March 19, 2024

Contrast

Optimizing Web UI for Large Datasets

If you’re unfamiliar with bitdrift, our mission is to craft better observability tools. During development of Capture, we faced the challenge of efficiently handling potentially hundreds of thousands of logs in a single viewing session, and created an optimized web strategy capable of efficiently displaying and navigating those vast datasets. This post dives into what we did behind the scenes that made this a reality.

Imagine this: a developer at [insert mobile app here] is poised to tackle the latest bug. They’re armed with sample application sessions, each brimming with tens of thousands of logs, all of which need to be sifted through to uncover insights.

Traditionally, the debug journey might involve submitting a query to retrieve logs for each session, then embarking on the painstaking process of sifting through these logs.

Mobile app sessions, especially in a complex environment like ride-sharing apps, can span over multiple hours, generating hundreds of thousands of logs. The critical challenge is managing this immense volume of data without compromising the performance or user experience of the web view.

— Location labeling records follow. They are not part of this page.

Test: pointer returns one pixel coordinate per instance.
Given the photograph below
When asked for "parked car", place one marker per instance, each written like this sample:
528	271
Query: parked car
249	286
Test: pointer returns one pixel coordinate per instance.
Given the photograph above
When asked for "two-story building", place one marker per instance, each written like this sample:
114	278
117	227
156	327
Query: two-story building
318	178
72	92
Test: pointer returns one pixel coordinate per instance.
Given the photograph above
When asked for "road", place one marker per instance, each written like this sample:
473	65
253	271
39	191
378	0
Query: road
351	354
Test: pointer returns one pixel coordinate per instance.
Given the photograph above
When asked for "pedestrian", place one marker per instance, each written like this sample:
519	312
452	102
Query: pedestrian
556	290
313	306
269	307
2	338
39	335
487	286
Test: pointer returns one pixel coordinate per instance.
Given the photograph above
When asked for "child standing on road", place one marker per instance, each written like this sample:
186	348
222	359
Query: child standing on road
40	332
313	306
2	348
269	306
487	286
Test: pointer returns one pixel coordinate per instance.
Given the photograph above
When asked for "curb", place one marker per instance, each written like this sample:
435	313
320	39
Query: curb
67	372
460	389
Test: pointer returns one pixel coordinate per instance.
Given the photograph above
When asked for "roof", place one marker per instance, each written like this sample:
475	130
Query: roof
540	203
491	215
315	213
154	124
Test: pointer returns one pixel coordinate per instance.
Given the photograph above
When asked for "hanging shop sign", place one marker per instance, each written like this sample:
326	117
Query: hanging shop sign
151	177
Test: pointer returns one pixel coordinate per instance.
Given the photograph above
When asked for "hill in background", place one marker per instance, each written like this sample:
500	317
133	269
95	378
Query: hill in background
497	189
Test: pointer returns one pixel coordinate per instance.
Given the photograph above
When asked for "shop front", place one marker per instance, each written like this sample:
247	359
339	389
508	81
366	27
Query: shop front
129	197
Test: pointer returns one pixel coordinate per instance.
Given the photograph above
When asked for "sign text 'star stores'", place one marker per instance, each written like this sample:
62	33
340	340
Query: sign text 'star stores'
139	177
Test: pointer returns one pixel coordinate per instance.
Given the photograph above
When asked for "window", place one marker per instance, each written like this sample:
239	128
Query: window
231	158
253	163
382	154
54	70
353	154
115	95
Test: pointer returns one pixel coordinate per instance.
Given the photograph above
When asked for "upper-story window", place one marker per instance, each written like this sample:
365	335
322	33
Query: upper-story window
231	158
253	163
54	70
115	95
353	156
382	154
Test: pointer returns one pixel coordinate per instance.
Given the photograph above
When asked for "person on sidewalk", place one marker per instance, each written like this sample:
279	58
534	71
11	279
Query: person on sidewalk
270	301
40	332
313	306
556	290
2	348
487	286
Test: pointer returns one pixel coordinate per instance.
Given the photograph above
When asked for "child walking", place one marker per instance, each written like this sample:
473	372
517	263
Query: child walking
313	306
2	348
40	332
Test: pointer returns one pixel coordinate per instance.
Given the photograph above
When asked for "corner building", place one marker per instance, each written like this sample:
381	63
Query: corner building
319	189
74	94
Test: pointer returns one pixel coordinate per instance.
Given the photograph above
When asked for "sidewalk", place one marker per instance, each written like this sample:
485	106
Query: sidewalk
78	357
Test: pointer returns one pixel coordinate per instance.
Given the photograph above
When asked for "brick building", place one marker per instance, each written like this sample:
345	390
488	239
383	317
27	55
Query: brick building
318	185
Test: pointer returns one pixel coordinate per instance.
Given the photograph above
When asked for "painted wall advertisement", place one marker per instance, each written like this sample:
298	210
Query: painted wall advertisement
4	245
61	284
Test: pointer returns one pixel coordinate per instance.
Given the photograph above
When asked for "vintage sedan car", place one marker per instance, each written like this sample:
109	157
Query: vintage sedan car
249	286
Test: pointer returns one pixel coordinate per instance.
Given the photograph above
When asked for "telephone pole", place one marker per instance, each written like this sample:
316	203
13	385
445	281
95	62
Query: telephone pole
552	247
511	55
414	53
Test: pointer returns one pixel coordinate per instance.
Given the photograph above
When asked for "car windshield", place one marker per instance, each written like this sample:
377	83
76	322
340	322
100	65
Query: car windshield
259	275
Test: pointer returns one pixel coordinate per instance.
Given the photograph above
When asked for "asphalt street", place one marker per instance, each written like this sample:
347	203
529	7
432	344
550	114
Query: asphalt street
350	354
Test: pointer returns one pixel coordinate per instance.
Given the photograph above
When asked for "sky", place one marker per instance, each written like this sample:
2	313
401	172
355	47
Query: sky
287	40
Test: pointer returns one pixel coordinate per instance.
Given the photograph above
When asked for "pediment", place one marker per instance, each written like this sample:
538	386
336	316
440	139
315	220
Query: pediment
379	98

Note: All code snippets in this post are in vanilla JavaScript/TypeScript. In reality you’d use your view library of choice to optimize writing to the DOM, and cleanup any observers/listeners. For the sake of readability, I’m using a very simple tagged template function to construct elements:

typescript
/**
 * A tagged template literal function
 * for creating HTML fragments.
 * @usage
 *
 * const li = html`<li>${item.id}</li>`;
 */
const html = (
    strings: TemplateStringsArray,
    ...values: unknown[]): DocumentFragment => {
        return document
            .createRange()
            .createContextualFragment(
                strings.reduce((acc, str, i) =>
                    `${acc}${str}${values[i] || ''}`, ''
                )
            );
    }

Challenges

In scenarios involving high-volume data, such as reviewing logs from extensive app sessions, providing a seamless interaction where data appears to be instantly accessible without loading the entire dataset upfront is crucial to the user experience. Traditional pagination, which requires users to manually navigate through pages, interrupts the flow of investigation, making the process tedious and less intuitive. Therefore, a more efficient approach to pagination is essential to reduce initial load times and conserve memory. This approach prevents browser slowdowns or crashes, ensuring the application remains responsive and enhances the user's ability to interact with the data without disrupting their investigative process.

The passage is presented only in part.